3.1.2 Independent and dependent variables

An experimental performance study measures the change of the dependent variable when the level of independent variable is changed. In the studies in this review, the primary independent variable was ML-CDSS aid, which has the two levels: with and without the aid. Dependent variable of the studies was, for example, the number of detected findings, diagnoses estimated by participants or reaction/review time. The primary hypothesis was that the aid of ML-CDSS increases the performance in executing tasks. That is, with the aid of the ML-CDSS, clinicians estimate diagnoses more accurately or detect symptoms faster than without the aid of the ML-CDSS.

Some studies in this review (51.72% of the studies) had more than one independent variable (see Table S1 in Supplementary material). For example, study [1] grouped the participants in the groups of medical doctors and physician assistant. Study [24] grouped the participants in the groups of GI (gastrointestinal) subspecialty, non-GI subspecialty, trainee and pathologist not-otherwise classified. Study [29] grouped the participants in the groups of resident or chest radiologists. Study [30] groups the participants in the groups of trainee or staff radiologist. Study [24] measured the effect of tumor grade for the clinicians’ performance. Study [33] measured the effect of the difficulty of chemotherapy response evaluation for the clinicians’ performance. These additional independent variables answered to the research question if clinician’s professional level or the difficulty of the task had an effect on the clinician’s performance to execute tasks with or without the aid.

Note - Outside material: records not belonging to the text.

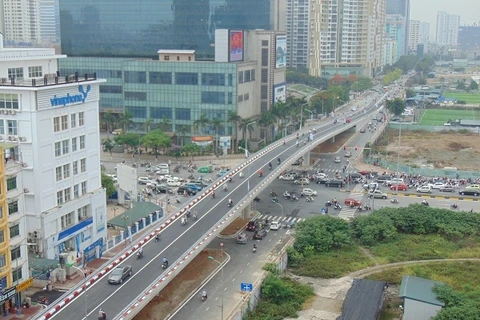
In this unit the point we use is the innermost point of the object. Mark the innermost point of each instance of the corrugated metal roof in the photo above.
(364, 300)
(420, 289)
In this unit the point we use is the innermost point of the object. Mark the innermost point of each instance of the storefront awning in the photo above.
(139, 211)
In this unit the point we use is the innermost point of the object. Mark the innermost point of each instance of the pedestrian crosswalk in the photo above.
(280, 219)
(348, 213)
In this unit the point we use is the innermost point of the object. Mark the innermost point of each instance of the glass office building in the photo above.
(124, 28)
(178, 91)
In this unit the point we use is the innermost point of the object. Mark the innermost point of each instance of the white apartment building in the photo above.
(447, 28)
(21, 21)
(297, 17)
(346, 37)
(50, 125)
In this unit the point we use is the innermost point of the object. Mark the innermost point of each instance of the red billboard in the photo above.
(236, 45)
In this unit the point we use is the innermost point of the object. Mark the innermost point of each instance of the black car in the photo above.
(469, 192)
(259, 234)
(183, 189)
(334, 183)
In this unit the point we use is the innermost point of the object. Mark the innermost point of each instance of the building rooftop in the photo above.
(364, 300)
(420, 289)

3.1.3 Performance measures

If participants perform tasks more effectively or efficiently at one level of the independent variable than at the other, the value of the dependent variable changes. The change is quantized by performance measures. Study [48] grouped the performance measures in three categories: task effectiveness, task efficiency and mental efficiency. In addition to this, we defined a fourth category: review panel evaluation. Review panel evaluation measures are values that are scored after the study by an external expert panel.

Table 2 groups the dependent variables and performance measures of the studies in this review into four performance measure categories. 24 studies (82.76% of the studies) in this review, used task effectiveness measures (see Table S1 in Supplementary material). Task effectiveness measures indicate the ratio of correctly classified or evaluated samples to total number of samples. These measures identify whether the ML-CDSS assisted participants to perform tasks more effectively. For example, the accuracy of diagnoses (e.g., early pregnancy, cancer diagnose, knee injury, wrist or rib fractures, bone age) was an often-used performance measure [22, 24, 26, 28,29,30]. Also, the performance measures of sensitivity and specificity [1, 2, 23, 26, 31, 41, 43, 44] and AUC value (area under curve) [4, 32, 33, 37, 38, 40, 43,44,45] were often used.

11 studies (37.93% of the studies) in this review, used task efficiency measures (see Table S1 in Supplemenary material). Task efficiency measures indicate if ML-CDSS aided clinician to execute tasks more efficiently. These measures are related to examination time or the number of repetitions, detections or incidents. For example, studies [2, 3, 22, 23, 25, 27, 32, 41, 42, 44] measured time to execute tasks (e.g., scan duration, review time, reaction time, reading time). Studies [3, 5, 22, 25] measured the numbers of detections (e.g., number of polyps, number of unobserved sites), repetitions (e.g., number of scan images) and incidents (e.g., number of treatments or hypotensive events).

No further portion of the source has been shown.